After way too much thinking, Mike decided where we would have our voucher lunch. I call it a voucher lunch because every morning Mike scours the internet for deals and discounts (our buffet lunch was 50 percent off) and snaps them up. Then he realizes that he’s bought too many vouchers and they’re about to expire. Then he schedules a series of voucher lunches, which makes him feel guilty about overeating so he resolves to go on a diet just as he’s starting the series of lunches. Yes, there is nothing so relaxing that an overthinker can’t turn it into a source of stress.
Read Walk and Eat.
True to the concept of Walk and Eat, I walked to the venue in the blazing sunshine. See I didn’t know where Berjaya Hotel is so I googled it.
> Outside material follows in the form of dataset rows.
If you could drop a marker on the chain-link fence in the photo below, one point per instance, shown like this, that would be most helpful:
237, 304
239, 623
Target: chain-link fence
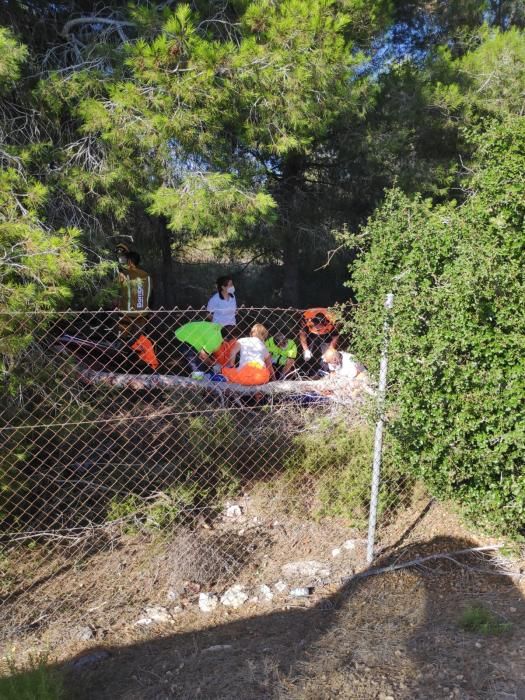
118, 445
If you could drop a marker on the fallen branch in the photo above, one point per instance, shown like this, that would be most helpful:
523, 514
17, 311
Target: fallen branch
449, 556
93, 19
323, 388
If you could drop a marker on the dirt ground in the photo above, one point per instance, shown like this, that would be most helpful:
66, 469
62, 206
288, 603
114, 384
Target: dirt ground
393, 635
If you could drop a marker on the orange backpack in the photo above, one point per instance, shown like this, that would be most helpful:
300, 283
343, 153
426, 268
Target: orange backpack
145, 350
329, 325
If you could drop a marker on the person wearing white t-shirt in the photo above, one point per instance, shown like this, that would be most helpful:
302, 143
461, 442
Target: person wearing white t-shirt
342, 364
255, 362
222, 306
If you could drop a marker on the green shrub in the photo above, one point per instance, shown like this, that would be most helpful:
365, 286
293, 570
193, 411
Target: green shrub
337, 457
36, 681
457, 345
476, 618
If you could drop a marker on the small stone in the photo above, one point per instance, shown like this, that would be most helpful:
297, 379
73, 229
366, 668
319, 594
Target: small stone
233, 511
302, 592
83, 633
265, 593
350, 545
234, 597
207, 602
158, 614
305, 569
89, 659
218, 647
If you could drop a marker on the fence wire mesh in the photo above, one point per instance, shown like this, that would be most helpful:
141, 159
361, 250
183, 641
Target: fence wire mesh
105, 448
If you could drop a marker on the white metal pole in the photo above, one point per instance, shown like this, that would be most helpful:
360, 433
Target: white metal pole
378, 439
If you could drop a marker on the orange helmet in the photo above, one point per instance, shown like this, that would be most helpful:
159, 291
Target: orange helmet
319, 321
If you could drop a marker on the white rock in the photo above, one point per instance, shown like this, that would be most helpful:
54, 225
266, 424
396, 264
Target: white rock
217, 647
302, 592
234, 597
158, 614
207, 602
233, 511
266, 592
305, 569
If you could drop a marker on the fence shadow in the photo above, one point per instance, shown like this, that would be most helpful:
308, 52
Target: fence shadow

In the map the hotel appeared to be after A Venue if you’re coming from Gil Puyat. Turns out that it’s before A Venue so I had to backtrack along Makati Avenue at 12 noon.
After our lunch we wanted a good coffee so we went to that Paris cafe something Delice up the street. We think it is an odd place to have a Parisian-type cafe but the French don’t seem to think so because the diners we see there are all French. I wonder if French cafes are profitable in Manila. There’s also Alexandre, which opened in Megasmall. Delifrance was a Jollibee company but it didn’t do well so they sold it to another group, which changed the name to Cafe France. The name is kind of blah—wouldn’t Ooh La La be more enticing, or as my friend suggested, Ooh La Lafang?
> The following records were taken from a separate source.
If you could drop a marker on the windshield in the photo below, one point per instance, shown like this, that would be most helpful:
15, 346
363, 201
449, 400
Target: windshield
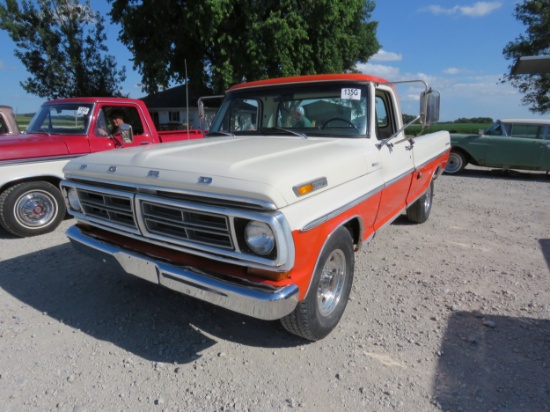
331, 109
67, 118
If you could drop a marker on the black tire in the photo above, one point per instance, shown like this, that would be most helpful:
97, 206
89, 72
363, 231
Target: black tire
321, 310
419, 211
31, 208
456, 163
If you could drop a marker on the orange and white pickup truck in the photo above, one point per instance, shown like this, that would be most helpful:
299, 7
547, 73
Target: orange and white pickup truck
263, 216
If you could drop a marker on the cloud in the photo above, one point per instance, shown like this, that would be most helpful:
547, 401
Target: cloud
456, 70
479, 9
384, 56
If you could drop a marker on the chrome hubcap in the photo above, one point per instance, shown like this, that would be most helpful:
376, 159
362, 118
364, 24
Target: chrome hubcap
331, 283
35, 209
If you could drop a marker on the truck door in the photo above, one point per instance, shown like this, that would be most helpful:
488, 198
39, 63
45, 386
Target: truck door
397, 160
105, 135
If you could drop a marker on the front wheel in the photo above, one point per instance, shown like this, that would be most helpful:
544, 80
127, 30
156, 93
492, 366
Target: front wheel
419, 211
31, 208
456, 163
319, 313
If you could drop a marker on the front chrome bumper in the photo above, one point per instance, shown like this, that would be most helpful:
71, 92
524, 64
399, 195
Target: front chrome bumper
265, 304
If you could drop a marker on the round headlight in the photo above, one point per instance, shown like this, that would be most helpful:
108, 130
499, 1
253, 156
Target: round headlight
259, 238
72, 198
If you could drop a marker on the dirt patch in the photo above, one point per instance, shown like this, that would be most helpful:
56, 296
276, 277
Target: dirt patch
450, 315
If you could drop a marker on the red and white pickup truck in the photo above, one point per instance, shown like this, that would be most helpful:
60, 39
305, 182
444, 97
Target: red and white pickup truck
264, 215
8, 125
31, 163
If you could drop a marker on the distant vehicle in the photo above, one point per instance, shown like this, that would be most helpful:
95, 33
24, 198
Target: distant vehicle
522, 144
8, 125
31, 163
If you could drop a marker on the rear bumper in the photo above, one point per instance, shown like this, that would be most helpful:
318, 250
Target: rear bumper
249, 299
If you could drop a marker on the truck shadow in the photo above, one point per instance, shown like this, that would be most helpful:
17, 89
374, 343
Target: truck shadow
503, 174
494, 363
145, 319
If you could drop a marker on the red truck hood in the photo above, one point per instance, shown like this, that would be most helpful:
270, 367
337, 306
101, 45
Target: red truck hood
29, 146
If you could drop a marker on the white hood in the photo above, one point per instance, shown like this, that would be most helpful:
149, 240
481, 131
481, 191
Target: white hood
265, 168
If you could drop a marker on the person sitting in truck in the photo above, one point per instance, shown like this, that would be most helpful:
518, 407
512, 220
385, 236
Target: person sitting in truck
300, 118
117, 119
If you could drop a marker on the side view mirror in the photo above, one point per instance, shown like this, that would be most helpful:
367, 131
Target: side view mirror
429, 106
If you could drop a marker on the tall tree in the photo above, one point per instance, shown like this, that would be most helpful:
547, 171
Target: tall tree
535, 14
226, 41
61, 43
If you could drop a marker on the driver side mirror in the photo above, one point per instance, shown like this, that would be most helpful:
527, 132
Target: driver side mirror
429, 106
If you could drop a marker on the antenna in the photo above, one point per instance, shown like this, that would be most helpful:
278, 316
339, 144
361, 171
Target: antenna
186, 99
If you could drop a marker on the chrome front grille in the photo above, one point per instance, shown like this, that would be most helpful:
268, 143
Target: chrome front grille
184, 223
109, 207
209, 226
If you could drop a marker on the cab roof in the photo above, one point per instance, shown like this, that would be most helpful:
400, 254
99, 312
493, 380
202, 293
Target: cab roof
310, 78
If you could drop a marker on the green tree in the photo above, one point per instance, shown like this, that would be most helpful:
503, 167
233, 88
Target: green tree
535, 14
227, 41
61, 43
It’s not clear in the picture but I was wearing my earrings made from empty tubes of super glue (“rugby”). I love those earrings, they’re a conversation piece. On the way to the cafe I noticed a group of beggars (taong grasa) huddled on the steps of the bank next door. When I left one of them approached me. I don’t give money to beggars—they work for a syndicate, it is not paranoia—I give them whatever food I have on me and I didn’t have any. Without thinking I handed her some change. The beggar, who must’ve been 14 or 15, looked at my earrings and said, in a concerned voice, “Ate, bakit ganyan ang hikaw mo?!” (Why are your earrings like that?!)
Hah! My accessories have been critiqued by a vagrant! Sadyang mapanlait talaga ang mga Pinoy, ano? It cuts across socio-economic classes. I wanted to say “Kasi hinithit ko na yung rugby” but what if she asked for some? (No! I overthought my riposte!)